Bhaktapur never shouts for your attention. It lets you stumble into awe one quiet turn at a time.


Bronze lion statue with ornate detail in profile, mouth open, in ancient courtyard. Traditional architecture and people visible in background.
Bhaktapur's Durbar Square


The Price of Admission


There is a fee to enter Bhaktapur now—one that would’ve made my younger, threadbare self hesitate at the gate. It’s not cheap. But I paid it, and I’d pay it again. Some places are worth more than what they cost. And Bhaktapur, for all it has endured, still offers something most cities can’t: a sense that time, beauty, and devotion have conspired to build something quietly extraordinary—and then left it there, waiting for . . . something. Or maybe someone. Maybe even you?

 

Bhaktapur on My Mind


Bhaktapur doesn’t dazzle the way some cities do. It doesn’t flash lights or chase trends. It waits. It leans into the sun, lets the laundry flutter, lets the dust settle. And in that stillness, something remarkable happens: you slow down too. You start to notice the curve of a carved window, the echo of a footstep in a stone courtyard, the way incense hangs in the air long after the offering is done.

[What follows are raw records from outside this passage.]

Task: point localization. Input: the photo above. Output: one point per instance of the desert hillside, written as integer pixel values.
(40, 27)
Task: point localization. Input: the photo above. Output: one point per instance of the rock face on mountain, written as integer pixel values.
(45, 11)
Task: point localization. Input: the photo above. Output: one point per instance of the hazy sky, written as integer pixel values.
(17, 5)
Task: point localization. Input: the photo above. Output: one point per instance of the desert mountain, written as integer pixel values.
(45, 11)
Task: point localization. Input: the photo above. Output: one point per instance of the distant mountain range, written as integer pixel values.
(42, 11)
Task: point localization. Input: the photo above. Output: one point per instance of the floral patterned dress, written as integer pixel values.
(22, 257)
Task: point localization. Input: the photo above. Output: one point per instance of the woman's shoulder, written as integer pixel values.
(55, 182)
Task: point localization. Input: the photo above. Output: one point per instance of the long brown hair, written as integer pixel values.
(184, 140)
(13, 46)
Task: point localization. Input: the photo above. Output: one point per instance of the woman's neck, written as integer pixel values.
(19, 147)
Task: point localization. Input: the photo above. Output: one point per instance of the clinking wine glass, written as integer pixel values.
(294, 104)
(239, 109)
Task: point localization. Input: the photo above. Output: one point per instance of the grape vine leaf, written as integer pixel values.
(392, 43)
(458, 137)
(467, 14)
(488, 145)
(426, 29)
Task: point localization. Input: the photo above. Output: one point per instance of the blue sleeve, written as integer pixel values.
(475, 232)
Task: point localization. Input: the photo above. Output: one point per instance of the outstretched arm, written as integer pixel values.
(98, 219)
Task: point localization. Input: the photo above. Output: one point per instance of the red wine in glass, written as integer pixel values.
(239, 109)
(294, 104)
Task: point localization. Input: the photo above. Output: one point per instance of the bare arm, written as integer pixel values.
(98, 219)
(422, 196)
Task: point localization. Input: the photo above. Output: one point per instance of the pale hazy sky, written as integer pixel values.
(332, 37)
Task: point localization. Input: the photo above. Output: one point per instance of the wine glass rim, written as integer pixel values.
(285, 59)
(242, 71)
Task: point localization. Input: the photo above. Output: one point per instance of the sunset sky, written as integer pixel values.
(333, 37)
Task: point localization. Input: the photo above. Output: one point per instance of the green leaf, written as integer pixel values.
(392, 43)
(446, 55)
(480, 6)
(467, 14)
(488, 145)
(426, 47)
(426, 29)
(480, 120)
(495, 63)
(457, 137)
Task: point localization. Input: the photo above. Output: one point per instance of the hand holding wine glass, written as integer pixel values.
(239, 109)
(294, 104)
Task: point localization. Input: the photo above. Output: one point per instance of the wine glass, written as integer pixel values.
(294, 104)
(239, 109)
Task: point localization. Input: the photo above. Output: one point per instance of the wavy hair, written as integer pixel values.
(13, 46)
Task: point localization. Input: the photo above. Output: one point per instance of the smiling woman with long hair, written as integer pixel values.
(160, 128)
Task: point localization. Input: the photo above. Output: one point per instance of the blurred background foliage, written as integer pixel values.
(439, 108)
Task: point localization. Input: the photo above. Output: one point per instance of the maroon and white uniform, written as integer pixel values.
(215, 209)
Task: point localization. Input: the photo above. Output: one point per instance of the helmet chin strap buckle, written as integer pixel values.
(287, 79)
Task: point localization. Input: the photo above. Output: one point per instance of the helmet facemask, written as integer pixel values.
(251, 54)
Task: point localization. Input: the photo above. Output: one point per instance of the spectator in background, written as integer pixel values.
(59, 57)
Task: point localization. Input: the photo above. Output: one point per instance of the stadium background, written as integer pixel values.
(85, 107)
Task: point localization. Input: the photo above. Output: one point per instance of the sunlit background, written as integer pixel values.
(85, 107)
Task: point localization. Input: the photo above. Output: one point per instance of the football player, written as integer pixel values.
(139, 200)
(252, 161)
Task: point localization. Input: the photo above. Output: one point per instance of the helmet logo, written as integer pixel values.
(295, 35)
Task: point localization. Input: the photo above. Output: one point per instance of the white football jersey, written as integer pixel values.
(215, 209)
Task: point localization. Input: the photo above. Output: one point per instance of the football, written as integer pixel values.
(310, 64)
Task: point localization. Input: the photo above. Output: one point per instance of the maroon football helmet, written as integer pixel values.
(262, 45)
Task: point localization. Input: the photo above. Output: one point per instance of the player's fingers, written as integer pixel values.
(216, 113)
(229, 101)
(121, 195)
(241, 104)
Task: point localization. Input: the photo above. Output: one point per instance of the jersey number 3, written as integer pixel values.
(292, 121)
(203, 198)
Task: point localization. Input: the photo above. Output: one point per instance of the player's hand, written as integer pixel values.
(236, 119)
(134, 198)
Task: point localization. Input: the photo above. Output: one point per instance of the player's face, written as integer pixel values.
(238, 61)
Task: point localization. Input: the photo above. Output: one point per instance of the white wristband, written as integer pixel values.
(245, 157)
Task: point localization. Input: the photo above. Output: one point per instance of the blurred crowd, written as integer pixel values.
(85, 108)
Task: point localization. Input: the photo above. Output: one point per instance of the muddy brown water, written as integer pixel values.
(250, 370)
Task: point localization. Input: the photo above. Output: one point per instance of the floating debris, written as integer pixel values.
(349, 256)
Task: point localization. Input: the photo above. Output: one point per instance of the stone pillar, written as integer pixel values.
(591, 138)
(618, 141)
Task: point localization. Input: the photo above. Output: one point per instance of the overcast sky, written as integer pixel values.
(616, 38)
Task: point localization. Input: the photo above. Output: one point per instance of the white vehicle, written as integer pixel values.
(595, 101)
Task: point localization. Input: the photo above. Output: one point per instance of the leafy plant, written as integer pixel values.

Elderly man in colorful hat sits on stone steps between two lion statues, against ornate wooden door and brick wall. Rustic, calm scene.
Bhaktapur waits patiently

It’s not just a place I’ve visited. It’s a place that has stayed with me—quietly, persistently, like the sound of a bell you didn’t realize was still ringing. And I don’t know if that’s what Bhaktapur does to everyone. But it’s what it did to me. Because travel is memory. And some places write themselves into you with brick and light and time.






NOTE: most visitors to Bhaktapur come on daytrips from Kathmandu. Do get the real Bhaktapur, with the atmosphere that I tried to capture in this post, spend the night here. Or several nights.